Saturday, February 10, 2007

Variation 1.

Posted by olvlzl.
Woman With Girdle

Your midriff sags toward you knees;
your breasts lie down in air,
their nipples as uninvolved as warm starfish.
You stand in your elastic case,
still not giving up the new-born
and the old-born cycle.
Moving, you roll down the garment,
down that pink snapper and hoarder,
as your belly, soft as pudding,
slops into the empty space;
down, over the surgeon’s careful mark,
down over hips, those head cushions
and mouth cushions,
slow motion like a rolling pin,
over crisp hairs, that amazing field
that hides your genius from your patron;
over thighs, thick as young pigs,
over knees like saucers,
over calves, polished as leather,
down toward the feet.
You pause for a moment,
tying your ankles into knots.
Now you rise,
a city from the sea,
born long before Alexandria was,
straightway from God you have come
into your redeeming skin.

Anne Sexton: All My Pretty Ones

I don’t remember which feminist it was, probably in the late 1960s or early 1970s, who said that she dreamed of a day when girls and young women would never have the experience to know what it was like to wear a girdle. Given the power of backlash and marketing has that dream come true or is it unfulfilled?

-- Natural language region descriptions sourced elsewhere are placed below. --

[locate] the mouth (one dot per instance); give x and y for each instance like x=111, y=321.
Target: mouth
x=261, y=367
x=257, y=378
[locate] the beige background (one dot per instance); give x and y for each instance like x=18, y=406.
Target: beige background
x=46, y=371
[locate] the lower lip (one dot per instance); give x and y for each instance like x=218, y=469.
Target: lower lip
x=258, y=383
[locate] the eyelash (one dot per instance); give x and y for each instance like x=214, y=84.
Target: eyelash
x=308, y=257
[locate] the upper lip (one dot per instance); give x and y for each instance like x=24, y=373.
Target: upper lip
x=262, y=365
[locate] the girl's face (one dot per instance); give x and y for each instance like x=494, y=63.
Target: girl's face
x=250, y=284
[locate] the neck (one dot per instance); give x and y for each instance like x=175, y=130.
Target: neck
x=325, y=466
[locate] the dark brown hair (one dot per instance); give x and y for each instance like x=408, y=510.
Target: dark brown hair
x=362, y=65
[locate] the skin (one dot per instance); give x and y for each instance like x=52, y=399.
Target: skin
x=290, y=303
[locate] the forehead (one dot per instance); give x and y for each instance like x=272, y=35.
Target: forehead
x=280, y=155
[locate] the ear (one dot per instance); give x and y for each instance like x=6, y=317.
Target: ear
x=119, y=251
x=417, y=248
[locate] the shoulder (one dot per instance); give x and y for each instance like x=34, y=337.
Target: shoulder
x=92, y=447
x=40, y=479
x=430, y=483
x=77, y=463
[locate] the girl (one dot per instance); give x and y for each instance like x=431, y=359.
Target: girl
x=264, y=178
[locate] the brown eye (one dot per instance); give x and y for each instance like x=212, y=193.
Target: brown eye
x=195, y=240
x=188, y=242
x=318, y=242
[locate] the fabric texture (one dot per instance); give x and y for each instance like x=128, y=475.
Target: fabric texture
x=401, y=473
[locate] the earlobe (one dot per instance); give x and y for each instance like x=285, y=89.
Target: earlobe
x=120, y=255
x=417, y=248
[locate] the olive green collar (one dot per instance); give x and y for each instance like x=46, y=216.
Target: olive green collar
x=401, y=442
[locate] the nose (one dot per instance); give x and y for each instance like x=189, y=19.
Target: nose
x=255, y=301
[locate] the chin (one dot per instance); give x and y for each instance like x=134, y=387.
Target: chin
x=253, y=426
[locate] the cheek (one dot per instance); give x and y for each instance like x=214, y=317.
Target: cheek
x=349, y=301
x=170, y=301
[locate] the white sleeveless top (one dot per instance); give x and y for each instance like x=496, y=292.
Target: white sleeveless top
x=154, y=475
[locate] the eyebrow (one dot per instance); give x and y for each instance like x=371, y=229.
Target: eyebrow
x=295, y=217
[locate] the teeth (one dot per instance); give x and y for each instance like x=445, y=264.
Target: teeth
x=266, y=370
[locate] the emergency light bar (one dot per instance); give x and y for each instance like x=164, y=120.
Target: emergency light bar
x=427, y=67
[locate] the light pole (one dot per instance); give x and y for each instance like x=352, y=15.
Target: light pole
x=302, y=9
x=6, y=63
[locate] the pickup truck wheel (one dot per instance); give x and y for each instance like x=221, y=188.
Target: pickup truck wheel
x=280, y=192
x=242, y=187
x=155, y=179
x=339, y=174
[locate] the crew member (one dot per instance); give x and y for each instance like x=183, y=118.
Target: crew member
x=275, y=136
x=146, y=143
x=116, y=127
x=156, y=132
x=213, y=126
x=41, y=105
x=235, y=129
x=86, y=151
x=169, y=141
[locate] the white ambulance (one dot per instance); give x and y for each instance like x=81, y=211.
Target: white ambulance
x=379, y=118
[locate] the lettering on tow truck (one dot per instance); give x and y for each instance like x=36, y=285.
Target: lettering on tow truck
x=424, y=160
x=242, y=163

I’m more secure in thinking it was Maggie Letvin, one of the few physiologically based exercise experts of the time, who said, in roughly the same period, that you could take a perfectly healthy woman, put her into a girdle and ruin her health. As a someone who has never had that experience, reading this poem was painful in more ways than one. Anne Sexton noticed things.